万用字符“*”可以用来代表任意(0或多个)字符,但是正则表示法并不是万用字符,两者之间是不相同的。至于正则表示法当中的“.”则代表“绝对有一个任意字符”的意思。这两个符号在正则表示法的意义如下。
l . (小数点):代表一个任意字符。
l *(星号):代表重复前一个字符0次到无穷多次的意思,为组合形态。
假设需要找出“g??d”的字符串,即共有4个字符,开头是“g”而结束是“d”,可以这样做:
[root@RHEL7-1 ~]# grep -n 'g..d' /root/sample.txt 1:"Open Source" is a good mechanism to develop programs. 9:Oh! The soup taste good. 16:The world <Happy> is the same with "glad".
因为强调g与d之间一定要存在两个字符,因此,第13行的god与第14行的gd就不会被列出来。
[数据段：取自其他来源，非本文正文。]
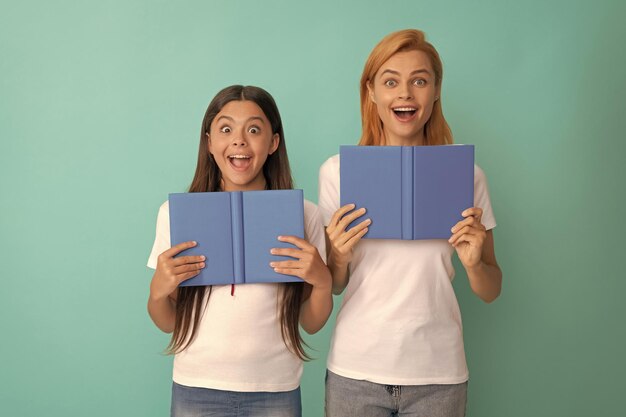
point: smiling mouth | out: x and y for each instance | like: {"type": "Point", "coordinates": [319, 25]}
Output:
{"type": "Point", "coordinates": [240, 162]}
{"type": "Point", "coordinates": [404, 114]}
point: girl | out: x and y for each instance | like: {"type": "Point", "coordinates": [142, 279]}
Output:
{"type": "Point", "coordinates": [240, 355]}
{"type": "Point", "coordinates": [397, 348]}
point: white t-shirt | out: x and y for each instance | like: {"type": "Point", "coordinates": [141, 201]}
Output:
{"type": "Point", "coordinates": [239, 346]}
{"type": "Point", "coordinates": [399, 322]}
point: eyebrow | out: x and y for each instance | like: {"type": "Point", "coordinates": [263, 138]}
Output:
{"type": "Point", "coordinates": [419, 71]}
{"type": "Point", "coordinates": [249, 119]}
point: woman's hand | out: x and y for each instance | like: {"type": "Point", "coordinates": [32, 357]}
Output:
{"type": "Point", "coordinates": [170, 271]}
{"type": "Point", "coordinates": [468, 237]}
{"type": "Point", "coordinates": [317, 303]}
{"type": "Point", "coordinates": [342, 241]}
{"type": "Point", "coordinates": [308, 263]}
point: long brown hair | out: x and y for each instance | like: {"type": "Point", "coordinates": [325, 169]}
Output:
{"type": "Point", "coordinates": [436, 129]}
{"type": "Point", "coordinates": [191, 302]}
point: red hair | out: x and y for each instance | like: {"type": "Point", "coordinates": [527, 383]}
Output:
{"type": "Point", "coordinates": [436, 129]}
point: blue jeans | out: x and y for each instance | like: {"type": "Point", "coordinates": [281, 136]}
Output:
{"type": "Point", "coordinates": [346, 397]}
{"type": "Point", "coordinates": [201, 402]}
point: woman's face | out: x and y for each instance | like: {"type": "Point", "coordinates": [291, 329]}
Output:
{"type": "Point", "coordinates": [404, 92]}
{"type": "Point", "coordinates": [240, 140]}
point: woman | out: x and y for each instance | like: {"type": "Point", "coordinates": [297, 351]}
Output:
{"type": "Point", "coordinates": [240, 354]}
{"type": "Point", "coordinates": [397, 347]}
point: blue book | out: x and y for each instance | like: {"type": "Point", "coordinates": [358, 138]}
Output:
{"type": "Point", "coordinates": [410, 192]}
{"type": "Point", "coordinates": [235, 231]}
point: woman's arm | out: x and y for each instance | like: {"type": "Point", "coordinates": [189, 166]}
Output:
{"type": "Point", "coordinates": [339, 243]}
{"type": "Point", "coordinates": [476, 249]}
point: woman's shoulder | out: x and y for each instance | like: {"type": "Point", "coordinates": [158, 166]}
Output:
{"type": "Point", "coordinates": [331, 163]}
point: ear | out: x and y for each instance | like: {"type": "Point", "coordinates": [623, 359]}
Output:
{"type": "Point", "coordinates": [274, 144]}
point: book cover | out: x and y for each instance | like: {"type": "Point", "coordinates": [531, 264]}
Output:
{"type": "Point", "coordinates": [410, 192]}
{"type": "Point", "coordinates": [235, 232]}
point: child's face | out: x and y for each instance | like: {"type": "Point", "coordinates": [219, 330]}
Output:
{"type": "Point", "coordinates": [240, 140]}
{"type": "Point", "coordinates": [404, 92]}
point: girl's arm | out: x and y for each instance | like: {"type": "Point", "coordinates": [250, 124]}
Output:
{"type": "Point", "coordinates": [339, 243]}
{"type": "Point", "coordinates": [476, 250]}
{"type": "Point", "coordinates": [317, 301]}
{"type": "Point", "coordinates": [169, 273]}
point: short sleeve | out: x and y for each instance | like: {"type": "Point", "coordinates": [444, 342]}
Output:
{"type": "Point", "coordinates": [314, 228]}
{"type": "Point", "coordinates": [481, 198]}
{"type": "Point", "coordinates": [328, 197]}
{"type": "Point", "coordinates": [162, 237]}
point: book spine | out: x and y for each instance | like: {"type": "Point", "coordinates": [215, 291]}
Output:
{"type": "Point", "coordinates": [236, 207]}
{"type": "Point", "coordinates": [407, 192]}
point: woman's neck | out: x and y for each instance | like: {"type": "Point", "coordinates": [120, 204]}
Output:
{"type": "Point", "coordinates": [252, 186]}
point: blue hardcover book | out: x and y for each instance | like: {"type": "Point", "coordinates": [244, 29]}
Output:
{"type": "Point", "coordinates": [410, 192]}
{"type": "Point", "coordinates": [235, 231]}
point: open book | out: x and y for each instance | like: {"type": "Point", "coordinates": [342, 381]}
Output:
{"type": "Point", "coordinates": [410, 192]}
{"type": "Point", "coordinates": [235, 231]}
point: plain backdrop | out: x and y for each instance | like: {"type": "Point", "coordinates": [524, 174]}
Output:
{"type": "Point", "coordinates": [100, 110]}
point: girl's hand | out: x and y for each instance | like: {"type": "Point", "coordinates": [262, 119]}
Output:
{"type": "Point", "coordinates": [341, 241]}
{"type": "Point", "coordinates": [170, 271]}
{"type": "Point", "coordinates": [308, 264]}
{"type": "Point", "coordinates": [468, 237]}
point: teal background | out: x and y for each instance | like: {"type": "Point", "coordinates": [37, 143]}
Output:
{"type": "Point", "coordinates": [100, 111]}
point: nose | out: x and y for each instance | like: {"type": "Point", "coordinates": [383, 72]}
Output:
{"type": "Point", "coordinates": [404, 92]}
{"type": "Point", "coordinates": [239, 140]}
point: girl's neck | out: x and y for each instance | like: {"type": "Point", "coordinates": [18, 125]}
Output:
{"type": "Point", "coordinates": [418, 140]}
{"type": "Point", "coordinates": [253, 186]}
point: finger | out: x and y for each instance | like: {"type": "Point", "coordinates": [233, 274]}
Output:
{"type": "Point", "coordinates": [188, 268]}
{"type": "Point", "coordinates": [186, 276]}
{"type": "Point", "coordinates": [287, 264]}
{"type": "Point", "coordinates": [294, 253]}
{"type": "Point", "coordinates": [352, 232]}
{"type": "Point", "coordinates": [349, 218]}
{"type": "Point", "coordinates": [175, 250]}
{"type": "Point", "coordinates": [472, 240]}
{"type": "Point", "coordinates": [472, 211]}
{"type": "Point", "coordinates": [181, 260]}
{"type": "Point", "coordinates": [469, 221]}
{"type": "Point", "coordinates": [350, 243]}
{"type": "Point", "coordinates": [290, 271]}
{"type": "Point", "coordinates": [296, 241]}
{"type": "Point", "coordinates": [339, 214]}
{"type": "Point", "coordinates": [467, 231]}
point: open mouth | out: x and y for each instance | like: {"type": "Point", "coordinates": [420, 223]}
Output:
{"type": "Point", "coordinates": [404, 114]}
{"type": "Point", "coordinates": [240, 162]}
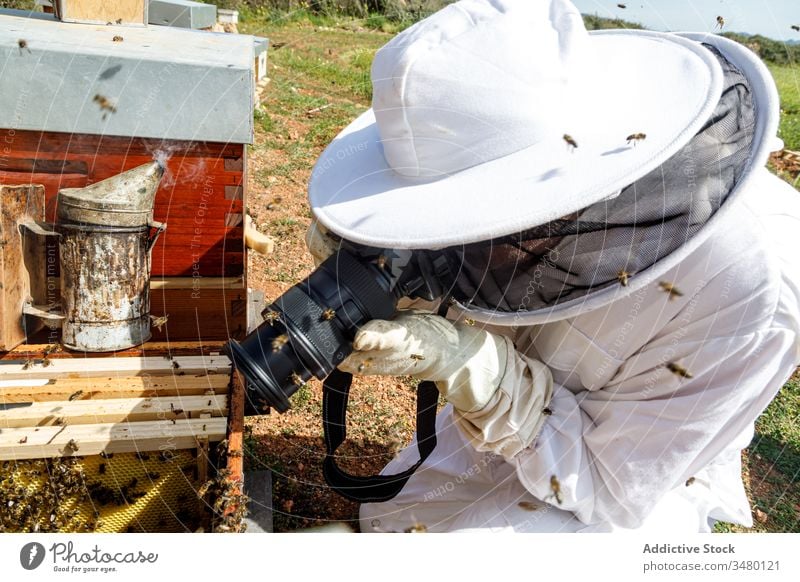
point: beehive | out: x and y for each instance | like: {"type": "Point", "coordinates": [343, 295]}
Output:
{"type": "Point", "coordinates": [79, 107]}
{"type": "Point", "coordinates": [129, 439]}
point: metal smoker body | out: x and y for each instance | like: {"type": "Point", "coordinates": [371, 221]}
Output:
{"type": "Point", "coordinates": [106, 235]}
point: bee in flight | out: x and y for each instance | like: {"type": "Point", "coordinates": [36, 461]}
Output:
{"type": "Point", "coordinates": [670, 288]}
{"type": "Point", "coordinates": [636, 138]}
{"type": "Point", "coordinates": [679, 370]}
{"type": "Point", "coordinates": [279, 342]}
{"type": "Point", "coordinates": [555, 488]}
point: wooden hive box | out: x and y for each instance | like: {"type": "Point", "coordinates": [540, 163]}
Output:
{"type": "Point", "coordinates": [84, 108]}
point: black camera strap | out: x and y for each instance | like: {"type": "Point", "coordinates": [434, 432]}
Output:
{"type": "Point", "coordinates": [335, 392]}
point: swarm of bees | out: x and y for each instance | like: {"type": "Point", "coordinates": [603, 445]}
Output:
{"type": "Point", "coordinates": [229, 506]}
{"type": "Point", "coordinates": [36, 508]}
{"type": "Point", "coordinates": [670, 288]}
{"type": "Point", "coordinates": [679, 370]}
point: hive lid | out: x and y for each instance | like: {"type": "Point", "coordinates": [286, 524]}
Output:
{"type": "Point", "coordinates": [155, 82]}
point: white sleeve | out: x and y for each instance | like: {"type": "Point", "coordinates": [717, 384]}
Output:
{"type": "Point", "coordinates": [617, 451]}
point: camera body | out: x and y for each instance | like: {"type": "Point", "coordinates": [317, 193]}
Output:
{"type": "Point", "coordinates": [309, 330]}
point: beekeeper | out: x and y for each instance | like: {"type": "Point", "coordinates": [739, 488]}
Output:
{"type": "Point", "coordinates": [627, 303]}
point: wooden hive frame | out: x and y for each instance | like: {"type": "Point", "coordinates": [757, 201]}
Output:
{"type": "Point", "coordinates": [156, 399]}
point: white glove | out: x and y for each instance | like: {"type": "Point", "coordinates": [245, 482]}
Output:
{"type": "Point", "coordinates": [466, 363]}
{"type": "Point", "coordinates": [499, 395]}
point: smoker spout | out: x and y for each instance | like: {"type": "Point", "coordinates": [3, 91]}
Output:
{"type": "Point", "coordinates": [123, 200]}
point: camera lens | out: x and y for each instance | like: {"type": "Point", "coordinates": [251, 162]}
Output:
{"type": "Point", "coordinates": [309, 330]}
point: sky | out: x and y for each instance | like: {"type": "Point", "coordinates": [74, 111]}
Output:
{"type": "Point", "coordinates": [771, 18]}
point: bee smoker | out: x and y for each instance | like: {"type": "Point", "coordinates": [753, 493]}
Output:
{"type": "Point", "coordinates": [106, 232]}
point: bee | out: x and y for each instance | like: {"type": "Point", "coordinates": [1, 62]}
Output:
{"type": "Point", "coordinates": [158, 322]}
{"type": "Point", "coordinates": [679, 370]}
{"type": "Point", "coordinates": [670, 288]}
{"type": "Point", "coordinates": [570, 141]}
{"type": "Point", "coordinates": [271, 316]}
{"type": "Point", "coordinates": [528, 505]}
{"type": "Point", "coordinates": [279, 342]}
{"type": "Point", "coordinates": [555, 487]}
{"type": "Point", "coordinates": [636, 138]}
{"type": "Point", "coordinates": [106, 106]}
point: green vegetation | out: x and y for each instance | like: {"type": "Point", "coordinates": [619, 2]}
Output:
{"type": "Point", "coordinates": [787, 77]}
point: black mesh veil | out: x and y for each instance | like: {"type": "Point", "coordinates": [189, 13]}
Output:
{"type": "Point", "coordinates": [602, 244]}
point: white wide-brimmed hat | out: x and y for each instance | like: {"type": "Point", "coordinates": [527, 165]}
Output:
{"type": "Point", "coordinates": [494, 116]}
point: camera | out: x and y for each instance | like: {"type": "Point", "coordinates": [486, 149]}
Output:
{"type": "Point", "coordinates": [309, 330]}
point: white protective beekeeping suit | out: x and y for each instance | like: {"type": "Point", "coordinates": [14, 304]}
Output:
{"type": "Point", "coordinates": [636, 299]}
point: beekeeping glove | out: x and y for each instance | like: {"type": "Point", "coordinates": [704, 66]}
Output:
{"type": "Point", "coordinates": [499, 395]}
{"type": "Point", "coordinates": [319, 243]}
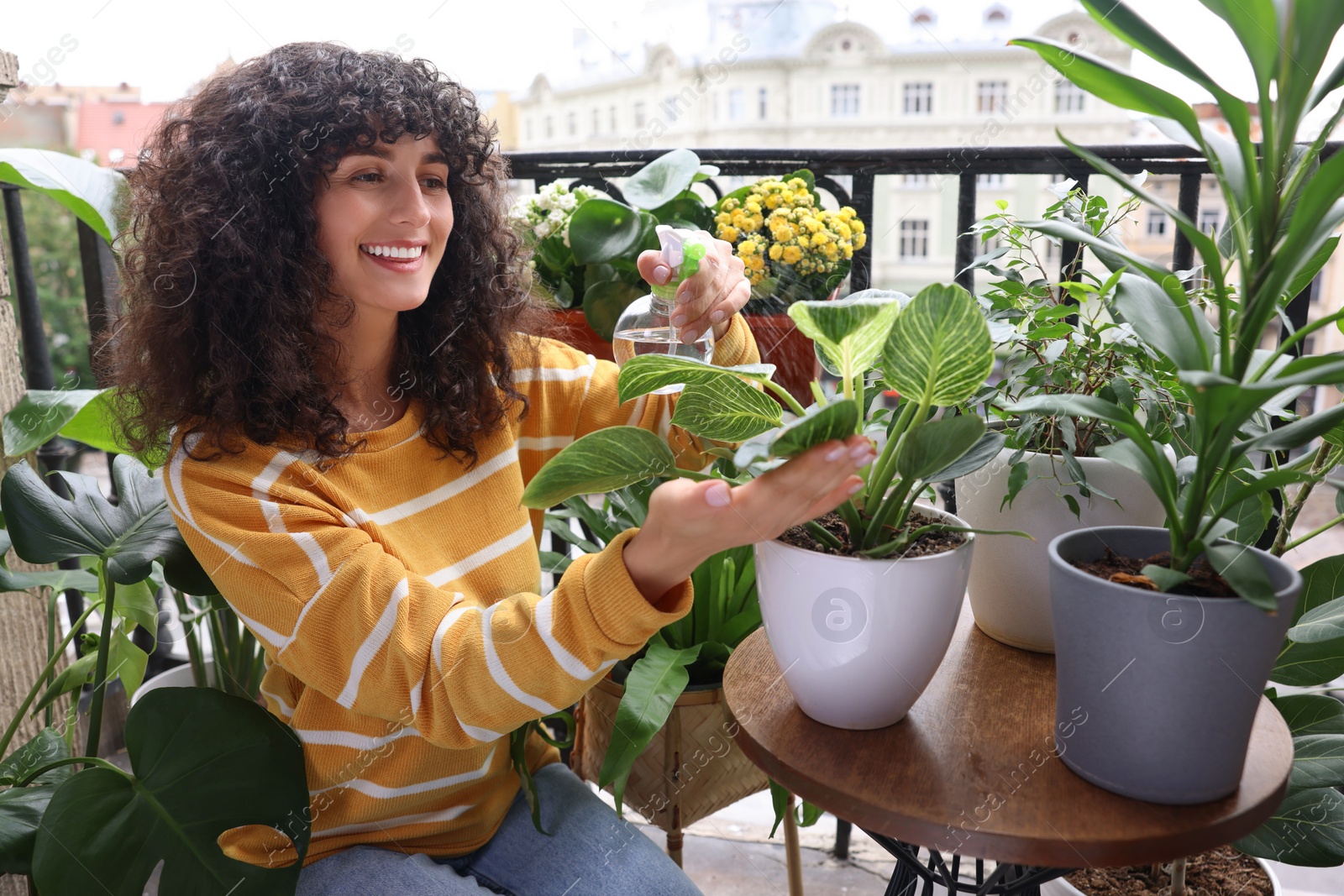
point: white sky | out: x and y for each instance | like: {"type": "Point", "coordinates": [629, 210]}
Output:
{"type": "Point", "coordinates": [163, 46]}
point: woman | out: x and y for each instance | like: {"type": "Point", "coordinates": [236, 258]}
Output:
{"type": "Point", "coordinates": [326, 320]}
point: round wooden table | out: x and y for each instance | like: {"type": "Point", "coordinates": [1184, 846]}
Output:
{"type": "Point", "coordinates": [974, 770]}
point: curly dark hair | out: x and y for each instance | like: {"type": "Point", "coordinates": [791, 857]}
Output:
{"type": "Point", "coordinates": [222, 277]}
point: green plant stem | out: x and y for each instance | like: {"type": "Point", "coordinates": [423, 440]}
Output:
{"type": "Point", "coordinates": [39, 687]}
{"type": "Point", "coordinates": [788, 398]}
{"type": "Point", "coordinates": [1324, 461]}
{"type": "Point", "coordinates": [820, 533]}
{"type": "Point", "coordinates": [71, 761]}
{"type": "Point", "coordinates": [1310, 535]}
{"type": "Point", "coordinates": [192, 634]}
{"type": "Point", "coordinates": [108, 590]}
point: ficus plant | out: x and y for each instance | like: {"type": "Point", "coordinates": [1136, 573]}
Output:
{"type": "Point", "coordinates": [1284, 201]}
{"type": "Point", "coordinates": [1283, 208]}
{"type": "Point", "coordinates": [933, 349]}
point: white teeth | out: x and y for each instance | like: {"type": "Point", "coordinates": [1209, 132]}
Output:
{"type": "Point", "coordinates": [394, 251]}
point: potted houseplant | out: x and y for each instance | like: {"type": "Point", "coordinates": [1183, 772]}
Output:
{"type": "Point", "coordinates": [1055, 338]}
{"type": "Point", "coordinates": [656, 730]}
{"type": "Point", "coordinates": [203, 761]}
{"type": "Point", "coordinates": [1168, 634]}
{"type": "Point", "coordinates": [589, 264]}
{"type": "Point", "coordinates": [934, 352]}
{"type": "Point", "coordinates": [792, 250]}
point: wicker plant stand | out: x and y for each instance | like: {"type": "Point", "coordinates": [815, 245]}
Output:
{"type": "Point", "coordinates": [690, 770]}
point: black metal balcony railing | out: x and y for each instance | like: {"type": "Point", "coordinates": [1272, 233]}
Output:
{"type": "Point", "coordinates": [597, 168]}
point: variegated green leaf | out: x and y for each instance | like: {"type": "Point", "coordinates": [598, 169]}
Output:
{"type": "Point", "coordinates": [727, 410]}
{"type": "Point", "coordinates": [837, 421]}
{"type": "Point", "coordinates": [645, 372]}
{"type": "Point", "coordinates": [600, 463]}
{"type": "Point", "coordinates": [938, 348]}
{"type": "Point", "coordinates": [850, 332]}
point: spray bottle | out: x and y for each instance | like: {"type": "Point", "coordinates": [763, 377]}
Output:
{"type": "Point", "coordinates": [645, 325]}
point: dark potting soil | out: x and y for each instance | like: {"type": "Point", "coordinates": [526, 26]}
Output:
{"type": "Point", "coordinates": [833, 523]}
{"type": "Point", "coordinates": [1222, 872]}
{"type": "Point", "coordinates": [1205, 582]}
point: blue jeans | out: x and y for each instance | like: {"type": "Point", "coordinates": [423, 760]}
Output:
{"type": "Point", "coordinates": [591, 852]}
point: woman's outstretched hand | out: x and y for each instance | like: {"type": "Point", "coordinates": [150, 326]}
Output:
{"type": "Point", "coordinates": [690, 521]}
{"type": "Point", "coordinates": [711, 296]}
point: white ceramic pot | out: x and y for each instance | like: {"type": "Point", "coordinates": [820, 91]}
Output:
{"type": "Point", "coordinates": [859, 638]}
{"type": "Point", "coordinates": [1010, 580]}
{"type": "Point", "coordinates": [1061, 887]}
{"type": "Point", "coordinates": [175, 678]}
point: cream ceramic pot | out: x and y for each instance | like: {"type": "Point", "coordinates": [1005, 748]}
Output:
{"type": "Point", "coordinates": [1010, 580]}
{"type": "Point", "coordinates": [858, 638]}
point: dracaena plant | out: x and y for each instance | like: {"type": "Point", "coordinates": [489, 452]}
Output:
{"type": "Point", "coordinates": [1283, 208]}
{"type": "Point", "coordinates": [1057, 338]}
{"type": "Point", "coordinates": [933, 349]}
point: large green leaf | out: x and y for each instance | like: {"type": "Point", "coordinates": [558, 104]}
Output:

如果想要列出oo、ooo、oooo等数据,也就是说,至少要有两个(含)o以上,该如何操作呢?是o* 还是oo* 还是ooo* 呢?
因为 * 代表的是“重复0个或多个前面的RE字符”,因此,“o*”代表的是“拥有空字符或一个o以上的字符”。
特别注意:因为允许空字符(即有没有字符都可以),所以“grep -n 'o*' sample.txt”将会把所有的数据都列出来。
那如果是“oo*”呢?则第一个o肯定必须要存在,第二个o则是可有可无的多个o,所以,凡是含有o、oo、ooo、oooo等,都可以被列出来。
同理,当需要“至少两个o以上的字符串”时,就需要ooo*,即
[root@RHEL7-1 ~]# grep -n 'ooo*' /root/sample.txt 1:"Open Source" is a good mechanism to develop programs. 2:apple is my favorite food. 3:Football game is not use feet only. 9:Oh! The soup taste good. 18:google is the best tools for search keyword. 19:goooooogle yes!
如果想要字符串开头与结尾都是g,但是两个g之间仅能存在至少一个o,即gog、goog、gooog等,那该如何操作呢?
[root@RHEL7-1 ~]# grep -n 'goo*g' sample.txt 18:google is the best tools for search keyword. 19:goooooogle yes!
要找出以g开头且以g结尾的字符串,利用任意一个字符“.”,即“g.*g”。因为“*”可以是0个或多个重复前面的字符,而“.”是任意字节,所以“.*”就代表零个或多个任意字符.
[root@RHEL7-1 ~]# grep -n 'g.*g' /root/sample.txt 1:"Open Source" is a good mechanism to develop programs. 14:The gd software is a library for drafting programs. 18:google is the best tools for search keyword. 19:goooooogle yes! 20:go! go! Let's go.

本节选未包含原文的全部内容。